I don't grok mm stuff, but I'd like to understand why we gain the ability
of re-use the same 2 MiB page with this patch, from the code I really
can't tail. Any pointers?
But, I'm still concerned about the free'ing case in terms of
fragmentation for contigous memory, when free huage pages are available.
Luis
> ---
> arch/x86/mm/init_64.c | 3 ++-
> mm/vmalloc.c | 27 +++++++++++++++++++++++++++
> 2 files changed, 29 insertions(+), 1 deletion(-)
>
> diff --git a/arch/x86/mm/init_64.c b/arch/x86/mm/init_64.c
> index 39c5246964a9..d27d0af5beb5 100644
> --- a/arch/x86/mm/init_64.c
> +++ b/arch/x86/mm/init_64.c
> @@ -1367,12 +1367,13 @@ int __init deferred_page_init_max_threads(const struct cpumask *node_cpumask)
>
> int kernel_set_to_readonly;
>
> +#define PMD_ALIGN(x) (((unsigned long)(x) + (PMD_SIZE - 1)) & PMD_MASK)
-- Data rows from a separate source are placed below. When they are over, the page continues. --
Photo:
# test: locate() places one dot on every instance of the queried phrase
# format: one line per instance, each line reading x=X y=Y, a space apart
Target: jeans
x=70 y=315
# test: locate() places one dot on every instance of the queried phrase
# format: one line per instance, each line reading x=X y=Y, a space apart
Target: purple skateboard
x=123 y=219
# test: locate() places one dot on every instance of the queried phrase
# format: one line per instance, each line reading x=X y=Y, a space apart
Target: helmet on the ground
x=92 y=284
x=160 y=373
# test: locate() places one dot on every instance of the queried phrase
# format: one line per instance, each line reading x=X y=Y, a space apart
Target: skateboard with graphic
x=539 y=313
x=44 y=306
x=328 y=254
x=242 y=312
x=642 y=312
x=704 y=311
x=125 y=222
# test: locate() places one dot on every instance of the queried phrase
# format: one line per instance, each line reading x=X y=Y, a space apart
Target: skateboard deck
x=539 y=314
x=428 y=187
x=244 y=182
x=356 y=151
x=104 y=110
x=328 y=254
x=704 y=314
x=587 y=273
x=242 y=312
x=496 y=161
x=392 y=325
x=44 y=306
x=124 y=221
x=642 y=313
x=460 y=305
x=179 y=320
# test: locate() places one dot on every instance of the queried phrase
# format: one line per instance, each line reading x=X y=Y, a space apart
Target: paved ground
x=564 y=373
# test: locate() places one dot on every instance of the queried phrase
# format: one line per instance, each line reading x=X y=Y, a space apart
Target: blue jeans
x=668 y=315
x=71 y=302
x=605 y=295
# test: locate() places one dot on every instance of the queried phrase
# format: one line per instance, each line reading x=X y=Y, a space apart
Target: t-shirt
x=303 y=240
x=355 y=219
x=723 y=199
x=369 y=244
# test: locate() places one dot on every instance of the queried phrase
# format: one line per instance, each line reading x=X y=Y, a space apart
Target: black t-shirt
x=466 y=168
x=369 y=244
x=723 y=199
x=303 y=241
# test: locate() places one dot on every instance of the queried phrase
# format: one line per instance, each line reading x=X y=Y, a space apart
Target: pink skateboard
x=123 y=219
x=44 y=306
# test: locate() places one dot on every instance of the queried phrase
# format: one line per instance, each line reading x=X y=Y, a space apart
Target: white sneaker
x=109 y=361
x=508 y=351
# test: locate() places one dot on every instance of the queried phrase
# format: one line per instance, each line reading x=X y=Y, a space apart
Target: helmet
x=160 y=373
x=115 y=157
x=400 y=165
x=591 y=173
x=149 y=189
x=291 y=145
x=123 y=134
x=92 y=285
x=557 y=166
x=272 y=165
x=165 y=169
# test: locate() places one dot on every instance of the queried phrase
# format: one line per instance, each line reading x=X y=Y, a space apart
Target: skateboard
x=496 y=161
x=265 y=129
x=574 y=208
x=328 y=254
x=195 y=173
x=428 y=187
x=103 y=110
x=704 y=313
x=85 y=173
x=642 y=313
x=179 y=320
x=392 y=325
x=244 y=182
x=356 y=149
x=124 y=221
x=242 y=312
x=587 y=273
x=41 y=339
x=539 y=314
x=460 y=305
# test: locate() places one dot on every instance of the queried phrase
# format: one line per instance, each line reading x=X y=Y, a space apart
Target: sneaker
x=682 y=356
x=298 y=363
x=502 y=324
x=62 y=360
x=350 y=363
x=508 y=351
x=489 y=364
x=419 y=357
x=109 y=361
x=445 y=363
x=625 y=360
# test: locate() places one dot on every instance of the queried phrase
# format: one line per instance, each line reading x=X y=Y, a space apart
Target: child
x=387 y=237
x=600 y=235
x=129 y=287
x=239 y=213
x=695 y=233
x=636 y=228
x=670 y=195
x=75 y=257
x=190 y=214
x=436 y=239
> void mark_rodata_ro(void)
> {
> unsigned long start = PFN_ALIGN(_text);
> unsigned long rodata_start = PFN_ALIGN(__start_rodata);
> unsigned long end = (unsigned long)__end_rodata_hpage_align;
> - unsigned long text_end = PFN_ALIGN(_etext);
> + unsigned long text_end = PMD_ALIGN(_etext);
> unsigned long rodata_end = PFN_ALIGN(__end_rodata);
> unsigned long all_end;
>
> diff --git a/mm/vmalloc.c b/mm/vmalloc.c
> index 472287e71bf1..5f3b5df9313f 100644
> --- a/mm/vmalloc.c
> +++ b/mm/vmalloc.c
> @@ -72,6 +72,11 @@ early_param("nohugevmalloc", set_nohugevmalloc);
> static const bool vmap_allow_huge = false;
> #endif /* CONFIG_HAVE_ARCH_HUGE_VMALLOC */
>
> +#define PMD_ALIGN(x) (((unsigned long)(x) + (PMD_SIZE - 1)) & PMD_MASK)
> +
> +static struct vm_struct text_tail_vm;
> +static struct vmap_area text_tail_va;
> +
> bool is_vmalloc_addr(const void *x)
> {
> unsigned long addr = (unsigned long)kasan_reset_tag(x);
> @@ -634,6 +639,8 @@ int is_vmalloc_or_module_addr(const void *x)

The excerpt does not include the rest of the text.